Brooklyn Nets: Leaderboards, awards contention through 10 games
By Phil Watson
Brooklyn Nets on the charts
The Brooklyn Nets have several players among the NBA leaders through 10 games:
- Joe Harris: 60.0% 3PT (1st), 72.7% TS (2nd), 72.2% EFG (2nd), 30 3PT (t-6th), 55.6% FG (20th)
- Ed Davis: 18.9 ORB% (1st), 24.8% TRB (3rd), 30.6 DRB% (9th), 29 ORB (t-11th)
- Jarrett Allen: 19 BLK (t-7th), 1.9 BPG (t-7th), 61.3% FG (9th), 5.6 BLK% (13th), 62.7 % EFG (16th)
- Rondae Hollis-Jefferson: 5.1 TOV% (7th)
- Caris LeVert: 15 STL (t-11th), 200 PTS (15th), 157 FGA (t-16th), 75 FG (t-17th)
- Spencer Dinwiddie: 30 PF (t-17th)
- D’Angelo Russell: 53 AST (t-18th), 61 3PA (t-20th)
- Shabazz Napier: 48.0% 3PT (t-18th)
When you see those percentage breakdowns, you really get an appreciation for what Ed Davis has brought to the Nets with his work on the glass.
He is now tied with Jarrett Allen for the team lead in rebounding at 7.7 per game, but his 16.5 rebounds per 36 minutes is six clear of anyone else in the regular rotation. (Kenneth Faried is at 16.0, but that’s in 18 minutes in four appearances.)
But what Joe Harris is doing from 3-point range is bordering on insane. Harris is 30-for-50 so far this season and leads the NBA with his 60.0 percent mark.
When a guy takes five of his nine shot attempts per game from deep and still qualifies for the top 20 in overall field goal percentage? Yeah, don’t touch because you may melt a finger.
Harris emerged as the starter at the 3 in the preseason after DeMarre Carroll and Allen Crabbe were hurt, with Caris LeVert sliding to the 2. Essentially, the pair is interchangeable in the Nets’ 5-out offense, but we still cling to positional definitions in the position-less basketball era.

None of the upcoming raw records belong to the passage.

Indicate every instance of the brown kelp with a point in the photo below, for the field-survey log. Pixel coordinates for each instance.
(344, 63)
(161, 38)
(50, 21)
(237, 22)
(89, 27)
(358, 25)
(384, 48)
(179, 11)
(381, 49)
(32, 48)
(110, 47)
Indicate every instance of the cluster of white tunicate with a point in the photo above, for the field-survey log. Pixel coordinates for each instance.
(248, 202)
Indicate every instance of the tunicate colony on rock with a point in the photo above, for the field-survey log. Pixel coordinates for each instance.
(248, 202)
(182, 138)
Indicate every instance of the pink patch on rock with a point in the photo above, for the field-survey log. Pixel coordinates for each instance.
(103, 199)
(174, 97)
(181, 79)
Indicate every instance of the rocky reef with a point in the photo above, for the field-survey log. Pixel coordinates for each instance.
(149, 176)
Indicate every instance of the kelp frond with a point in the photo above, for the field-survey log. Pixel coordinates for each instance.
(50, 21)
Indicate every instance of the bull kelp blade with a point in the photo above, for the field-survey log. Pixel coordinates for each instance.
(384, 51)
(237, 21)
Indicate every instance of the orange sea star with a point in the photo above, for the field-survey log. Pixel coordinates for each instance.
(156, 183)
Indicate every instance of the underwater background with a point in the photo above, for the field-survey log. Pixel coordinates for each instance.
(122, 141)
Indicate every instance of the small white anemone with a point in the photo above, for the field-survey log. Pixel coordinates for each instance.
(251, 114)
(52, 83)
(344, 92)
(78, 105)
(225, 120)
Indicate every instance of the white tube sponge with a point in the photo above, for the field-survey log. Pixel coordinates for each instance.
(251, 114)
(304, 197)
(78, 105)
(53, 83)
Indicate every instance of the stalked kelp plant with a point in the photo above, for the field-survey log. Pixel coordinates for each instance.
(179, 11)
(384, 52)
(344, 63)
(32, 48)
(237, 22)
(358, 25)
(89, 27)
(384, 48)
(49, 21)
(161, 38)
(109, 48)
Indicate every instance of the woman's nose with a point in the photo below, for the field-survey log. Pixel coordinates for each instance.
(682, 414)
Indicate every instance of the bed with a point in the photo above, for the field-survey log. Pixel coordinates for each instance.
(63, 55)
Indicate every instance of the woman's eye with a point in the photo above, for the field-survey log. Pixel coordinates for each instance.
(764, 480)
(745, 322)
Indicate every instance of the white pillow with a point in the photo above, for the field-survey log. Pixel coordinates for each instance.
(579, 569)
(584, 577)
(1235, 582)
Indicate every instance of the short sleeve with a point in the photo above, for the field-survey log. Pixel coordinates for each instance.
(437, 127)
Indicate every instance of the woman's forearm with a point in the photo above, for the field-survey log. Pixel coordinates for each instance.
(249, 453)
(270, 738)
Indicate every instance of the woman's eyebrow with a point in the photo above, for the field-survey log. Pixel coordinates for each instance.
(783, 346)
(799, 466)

The NBA record for 3-point shooting in a single season belongs to Steve Kerr, who shot 52.4 percent for the Chicago Bulls in 1994-95 — but that was one of the three seasons in which the NBA, in its infinite wisdom, thought scoring would go up if the 3-point line was closer.
In a season with the real 3-point distance, the best mark is held by Jon Sundvold, who hit 52.2 percent from deep for the expansion Miami Heat in 1988-89.
The one concern for Harris is that, unlike many of the top 3-point shooters in the game, he elevates so much on the jump shot. But his mechanics have been so locked in this year that you can’t see a noticeable difference if you put all 50 of his attempts on a loop.
That might make him less of a contender for the 3-Point Shootout during All-Star Weekend (tough to keep jumping like that for five racks of five balls in a short span, but if his legs stay healthy, Harris might just be that locked in.